Twin brothers jailed for three years for raising and sending funds to support “terrorist” training camps in Somalia.

Map showing London, United Kingdom

A court in the UK has jailed two identical twin brothers for three years after they admitted to a charge of fundraising for acts of terrorism abroad.

Mohammed Shabir Ali and Mohammed Shafiq Ali, 25, were part of a “network of support” for their older brother while he was attending a “terrorist training camp” in Somalia, London’s Central Criminal Court heard on Wednesday.

The sentencing came a day after the brothers plead guilty in a plea bargain.

According to a taped telephone conversation between the twins and Mohammed Shamim Ali, their elder brother,
the siblings planned to collect donations from the public under the guise of being for charity, prosecutor Timothy Cray said.

Judge Adrian Fulford, sentencing the pair, said he recognised that their main concern had been for their 29-year-old brother’s physical and mental health.

They were aware of what their brother was doing in Somalia, however, he added.

“It is clear that they knew that their brother needed financial assistance and why,” Fulford told the court.

The judge said that he took into account the previous good behaviour of the men, adding that they had shown “a strong element of responsibility” by testifying at a trial earlier this year where four men were convicted of murder.

Plea bargain

“The brothers from Stepney in East London were originally charged with helping another person to commit acts of terrorism [and] with possessing a document which could be used in terrorism,” said Al Jazeera’s Nadim Baba, reporting from London.

“Those charges could have carried a maximum life sentence, but in the last few days the pair agreed to plead guilty to a new charge of collecting money which they knew might be used to help terrorist acts abroad, a charge with carried a maximum of 14 years in jail.”

The twins told donors that they were raising money for Muslim Aid, a UK-based charity, and “the Palestinian cause”, prosecutors said.
 
Police say they do not know exactly how much money the brothers sent to Somalia. But they admitted the charge on the basis of the sum of £3,000 ($4,700) sent between August 2008 and June 2011.

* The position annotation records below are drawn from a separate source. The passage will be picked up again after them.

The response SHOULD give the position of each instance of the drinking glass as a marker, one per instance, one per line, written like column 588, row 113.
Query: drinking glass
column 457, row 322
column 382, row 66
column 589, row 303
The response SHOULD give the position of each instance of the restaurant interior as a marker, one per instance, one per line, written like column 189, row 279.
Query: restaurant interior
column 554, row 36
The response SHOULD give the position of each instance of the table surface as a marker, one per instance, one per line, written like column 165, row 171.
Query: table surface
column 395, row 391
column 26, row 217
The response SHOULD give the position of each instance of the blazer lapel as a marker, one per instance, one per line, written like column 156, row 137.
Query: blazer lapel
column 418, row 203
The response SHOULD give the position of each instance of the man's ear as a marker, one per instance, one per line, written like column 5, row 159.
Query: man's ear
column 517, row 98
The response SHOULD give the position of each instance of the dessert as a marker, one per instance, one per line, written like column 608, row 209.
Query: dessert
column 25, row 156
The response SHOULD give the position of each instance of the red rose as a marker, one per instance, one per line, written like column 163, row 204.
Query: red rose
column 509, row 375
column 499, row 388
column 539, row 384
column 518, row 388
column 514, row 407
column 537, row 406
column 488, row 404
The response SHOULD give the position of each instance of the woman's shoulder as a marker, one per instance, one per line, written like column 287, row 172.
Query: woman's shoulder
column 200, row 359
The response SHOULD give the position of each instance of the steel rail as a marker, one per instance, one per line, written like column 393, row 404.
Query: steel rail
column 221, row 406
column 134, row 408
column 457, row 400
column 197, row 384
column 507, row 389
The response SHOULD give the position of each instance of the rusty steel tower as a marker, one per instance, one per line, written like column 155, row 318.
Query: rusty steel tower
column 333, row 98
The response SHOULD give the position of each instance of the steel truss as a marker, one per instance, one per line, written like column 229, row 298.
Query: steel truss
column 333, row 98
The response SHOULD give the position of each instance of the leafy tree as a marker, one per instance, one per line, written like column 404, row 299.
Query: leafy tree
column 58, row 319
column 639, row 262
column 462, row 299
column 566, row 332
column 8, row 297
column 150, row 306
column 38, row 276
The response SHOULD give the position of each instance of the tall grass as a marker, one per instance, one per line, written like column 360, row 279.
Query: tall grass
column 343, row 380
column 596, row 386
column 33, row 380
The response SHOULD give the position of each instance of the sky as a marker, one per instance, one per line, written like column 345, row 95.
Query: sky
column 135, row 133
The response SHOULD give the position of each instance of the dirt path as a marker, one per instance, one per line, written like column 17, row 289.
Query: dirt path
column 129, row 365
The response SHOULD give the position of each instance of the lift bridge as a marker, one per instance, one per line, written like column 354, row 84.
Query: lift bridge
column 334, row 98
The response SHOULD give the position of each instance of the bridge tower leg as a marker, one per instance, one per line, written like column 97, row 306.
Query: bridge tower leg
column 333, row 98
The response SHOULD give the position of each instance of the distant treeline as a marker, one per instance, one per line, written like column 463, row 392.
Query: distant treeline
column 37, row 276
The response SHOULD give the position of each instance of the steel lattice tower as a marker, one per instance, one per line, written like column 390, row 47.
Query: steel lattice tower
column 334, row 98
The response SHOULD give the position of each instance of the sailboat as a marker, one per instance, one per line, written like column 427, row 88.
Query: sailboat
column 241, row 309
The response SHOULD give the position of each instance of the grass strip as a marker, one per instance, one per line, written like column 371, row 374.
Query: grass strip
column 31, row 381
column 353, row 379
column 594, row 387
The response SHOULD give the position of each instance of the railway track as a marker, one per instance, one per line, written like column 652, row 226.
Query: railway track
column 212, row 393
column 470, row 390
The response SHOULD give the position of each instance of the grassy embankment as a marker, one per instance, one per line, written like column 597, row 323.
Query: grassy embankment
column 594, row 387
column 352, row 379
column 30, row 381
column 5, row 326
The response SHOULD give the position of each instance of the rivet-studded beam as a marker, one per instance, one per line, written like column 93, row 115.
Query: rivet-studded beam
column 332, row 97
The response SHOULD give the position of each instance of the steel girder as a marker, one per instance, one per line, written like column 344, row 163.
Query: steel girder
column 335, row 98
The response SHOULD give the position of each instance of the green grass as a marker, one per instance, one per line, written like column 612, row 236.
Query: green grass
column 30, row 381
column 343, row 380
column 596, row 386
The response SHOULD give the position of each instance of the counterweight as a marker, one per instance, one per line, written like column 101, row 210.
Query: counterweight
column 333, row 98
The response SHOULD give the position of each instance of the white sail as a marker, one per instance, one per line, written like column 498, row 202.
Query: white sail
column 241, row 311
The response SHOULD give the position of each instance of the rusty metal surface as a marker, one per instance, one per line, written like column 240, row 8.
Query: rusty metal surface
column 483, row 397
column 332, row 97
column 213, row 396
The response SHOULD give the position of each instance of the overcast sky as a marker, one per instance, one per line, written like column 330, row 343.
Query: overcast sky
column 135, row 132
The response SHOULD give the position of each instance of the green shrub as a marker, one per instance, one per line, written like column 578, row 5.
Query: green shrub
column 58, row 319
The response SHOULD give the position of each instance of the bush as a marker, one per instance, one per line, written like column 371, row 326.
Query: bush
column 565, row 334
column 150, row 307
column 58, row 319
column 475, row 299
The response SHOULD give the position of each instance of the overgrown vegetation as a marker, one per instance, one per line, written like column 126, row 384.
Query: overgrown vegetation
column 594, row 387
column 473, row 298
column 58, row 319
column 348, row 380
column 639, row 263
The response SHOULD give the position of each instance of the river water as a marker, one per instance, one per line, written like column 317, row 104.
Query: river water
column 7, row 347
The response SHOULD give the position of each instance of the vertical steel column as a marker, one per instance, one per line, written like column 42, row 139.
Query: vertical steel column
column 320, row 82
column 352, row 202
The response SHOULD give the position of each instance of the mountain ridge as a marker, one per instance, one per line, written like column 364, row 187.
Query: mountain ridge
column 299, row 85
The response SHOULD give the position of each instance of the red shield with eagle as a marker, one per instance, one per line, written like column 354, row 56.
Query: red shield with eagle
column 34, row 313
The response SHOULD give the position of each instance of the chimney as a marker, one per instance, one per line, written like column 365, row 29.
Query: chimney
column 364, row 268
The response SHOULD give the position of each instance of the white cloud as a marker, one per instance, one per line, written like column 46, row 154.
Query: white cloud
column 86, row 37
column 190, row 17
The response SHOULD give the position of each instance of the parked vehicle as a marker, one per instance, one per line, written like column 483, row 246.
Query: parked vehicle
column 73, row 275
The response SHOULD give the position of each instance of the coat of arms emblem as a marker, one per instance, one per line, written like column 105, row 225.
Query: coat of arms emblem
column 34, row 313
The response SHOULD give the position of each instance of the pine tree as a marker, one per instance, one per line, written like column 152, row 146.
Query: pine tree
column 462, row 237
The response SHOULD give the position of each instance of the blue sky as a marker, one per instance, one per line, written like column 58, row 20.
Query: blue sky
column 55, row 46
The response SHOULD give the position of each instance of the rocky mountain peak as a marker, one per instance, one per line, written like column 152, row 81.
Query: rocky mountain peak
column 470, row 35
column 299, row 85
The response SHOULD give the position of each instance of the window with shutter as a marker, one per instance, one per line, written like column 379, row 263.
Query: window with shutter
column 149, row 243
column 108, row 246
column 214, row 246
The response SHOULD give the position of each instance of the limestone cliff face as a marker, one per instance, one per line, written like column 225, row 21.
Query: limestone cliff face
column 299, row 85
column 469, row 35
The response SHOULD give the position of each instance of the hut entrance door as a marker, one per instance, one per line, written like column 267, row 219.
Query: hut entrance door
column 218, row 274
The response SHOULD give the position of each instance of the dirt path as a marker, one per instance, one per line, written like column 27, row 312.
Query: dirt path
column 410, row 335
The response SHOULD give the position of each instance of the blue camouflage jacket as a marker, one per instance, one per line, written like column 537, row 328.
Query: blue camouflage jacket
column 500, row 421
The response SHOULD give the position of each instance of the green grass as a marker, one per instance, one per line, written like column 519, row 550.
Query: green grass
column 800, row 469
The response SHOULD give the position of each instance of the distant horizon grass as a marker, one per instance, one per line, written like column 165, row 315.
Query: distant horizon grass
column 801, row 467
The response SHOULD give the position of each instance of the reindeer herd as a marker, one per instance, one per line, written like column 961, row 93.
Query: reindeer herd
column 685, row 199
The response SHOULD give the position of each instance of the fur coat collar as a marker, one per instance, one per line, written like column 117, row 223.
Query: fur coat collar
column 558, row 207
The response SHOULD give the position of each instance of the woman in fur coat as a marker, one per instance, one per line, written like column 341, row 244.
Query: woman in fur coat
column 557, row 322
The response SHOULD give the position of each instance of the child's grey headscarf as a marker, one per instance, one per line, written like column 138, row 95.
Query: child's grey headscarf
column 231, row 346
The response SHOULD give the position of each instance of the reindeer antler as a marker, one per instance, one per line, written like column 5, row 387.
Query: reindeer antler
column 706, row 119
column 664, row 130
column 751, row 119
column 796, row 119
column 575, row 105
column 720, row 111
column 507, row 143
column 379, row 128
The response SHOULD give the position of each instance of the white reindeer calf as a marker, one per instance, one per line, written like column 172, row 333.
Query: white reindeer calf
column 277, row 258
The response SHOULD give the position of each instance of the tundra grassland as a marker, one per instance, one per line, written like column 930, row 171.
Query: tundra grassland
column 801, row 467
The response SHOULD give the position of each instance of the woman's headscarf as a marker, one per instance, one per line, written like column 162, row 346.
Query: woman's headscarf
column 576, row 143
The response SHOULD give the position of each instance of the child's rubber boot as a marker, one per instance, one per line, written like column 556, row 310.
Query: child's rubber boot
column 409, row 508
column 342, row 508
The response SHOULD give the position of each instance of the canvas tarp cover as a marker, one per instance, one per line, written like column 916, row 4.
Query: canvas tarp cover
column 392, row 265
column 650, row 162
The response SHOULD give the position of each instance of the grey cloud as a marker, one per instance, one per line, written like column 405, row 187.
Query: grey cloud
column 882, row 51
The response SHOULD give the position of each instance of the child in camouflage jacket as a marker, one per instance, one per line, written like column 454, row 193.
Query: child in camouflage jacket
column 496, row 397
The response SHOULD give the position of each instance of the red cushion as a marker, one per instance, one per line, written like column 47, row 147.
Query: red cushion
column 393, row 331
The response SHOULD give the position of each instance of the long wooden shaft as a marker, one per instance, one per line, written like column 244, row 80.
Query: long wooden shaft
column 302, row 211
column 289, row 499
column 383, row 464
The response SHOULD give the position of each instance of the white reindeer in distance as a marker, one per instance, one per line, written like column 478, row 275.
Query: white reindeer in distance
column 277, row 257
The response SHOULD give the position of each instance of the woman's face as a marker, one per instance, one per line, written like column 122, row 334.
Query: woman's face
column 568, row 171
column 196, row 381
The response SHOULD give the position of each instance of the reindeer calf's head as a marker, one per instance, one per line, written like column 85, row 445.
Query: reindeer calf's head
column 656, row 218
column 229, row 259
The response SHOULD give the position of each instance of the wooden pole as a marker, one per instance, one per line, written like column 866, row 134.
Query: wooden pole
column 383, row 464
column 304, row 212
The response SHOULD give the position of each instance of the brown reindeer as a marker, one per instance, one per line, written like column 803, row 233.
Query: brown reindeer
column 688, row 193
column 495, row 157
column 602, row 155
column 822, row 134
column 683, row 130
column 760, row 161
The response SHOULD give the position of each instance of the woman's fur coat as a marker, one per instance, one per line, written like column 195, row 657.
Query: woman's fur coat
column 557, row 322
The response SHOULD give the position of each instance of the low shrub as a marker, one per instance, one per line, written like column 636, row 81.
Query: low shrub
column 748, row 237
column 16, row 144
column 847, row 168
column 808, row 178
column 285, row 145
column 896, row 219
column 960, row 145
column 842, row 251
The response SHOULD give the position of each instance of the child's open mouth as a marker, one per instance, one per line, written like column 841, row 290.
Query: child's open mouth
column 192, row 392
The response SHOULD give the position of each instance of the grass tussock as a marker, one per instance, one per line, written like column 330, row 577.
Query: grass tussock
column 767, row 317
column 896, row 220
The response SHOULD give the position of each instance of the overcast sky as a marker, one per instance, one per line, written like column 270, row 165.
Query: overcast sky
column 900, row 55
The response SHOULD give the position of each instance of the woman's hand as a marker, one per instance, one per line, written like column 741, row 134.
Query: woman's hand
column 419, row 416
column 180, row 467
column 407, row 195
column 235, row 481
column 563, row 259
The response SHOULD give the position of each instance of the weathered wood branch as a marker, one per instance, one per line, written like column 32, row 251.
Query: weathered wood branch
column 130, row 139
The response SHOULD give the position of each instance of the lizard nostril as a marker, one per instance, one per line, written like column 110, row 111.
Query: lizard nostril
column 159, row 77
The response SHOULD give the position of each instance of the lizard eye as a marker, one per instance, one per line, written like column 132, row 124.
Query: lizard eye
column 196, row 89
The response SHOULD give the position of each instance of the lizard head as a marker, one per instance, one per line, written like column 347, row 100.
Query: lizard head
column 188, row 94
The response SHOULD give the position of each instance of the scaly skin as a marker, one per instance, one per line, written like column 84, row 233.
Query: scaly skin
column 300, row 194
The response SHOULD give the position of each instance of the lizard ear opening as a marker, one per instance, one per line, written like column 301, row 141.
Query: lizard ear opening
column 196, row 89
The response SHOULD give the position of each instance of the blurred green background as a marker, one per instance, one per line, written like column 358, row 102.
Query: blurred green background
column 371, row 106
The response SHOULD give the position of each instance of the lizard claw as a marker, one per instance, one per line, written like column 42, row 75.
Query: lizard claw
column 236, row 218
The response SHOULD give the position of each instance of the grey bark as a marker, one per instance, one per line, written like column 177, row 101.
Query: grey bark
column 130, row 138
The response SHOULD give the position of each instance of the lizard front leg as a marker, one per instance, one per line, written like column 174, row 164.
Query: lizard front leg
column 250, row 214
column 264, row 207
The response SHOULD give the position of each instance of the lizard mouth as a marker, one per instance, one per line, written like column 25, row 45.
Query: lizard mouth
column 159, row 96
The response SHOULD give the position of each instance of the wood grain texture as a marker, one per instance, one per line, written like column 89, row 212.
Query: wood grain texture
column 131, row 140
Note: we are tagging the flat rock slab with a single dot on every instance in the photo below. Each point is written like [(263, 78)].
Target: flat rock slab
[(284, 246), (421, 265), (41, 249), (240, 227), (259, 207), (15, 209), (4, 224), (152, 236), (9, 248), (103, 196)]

Mohammed Shafiq Ali worked for Transport for London, the public authority that runs the British capital’s transport network.

Investigators say they recovered a document entitled “44 ways to Support Jihad”, written by former senior al-Qaeda recruiter Anwar al-Awlaki, from their possession. Awlaki was killed in a US drone attack in Yemen last year.

Mohammed Shamim Ali is believed to have travelled to Somalia in 2008, and has not been heard from since, said Baba.

A third man, Shabaaz Hussain, arrested at the same time as the twins, was jailed in March for five years for funding men at Somali fighter training camps.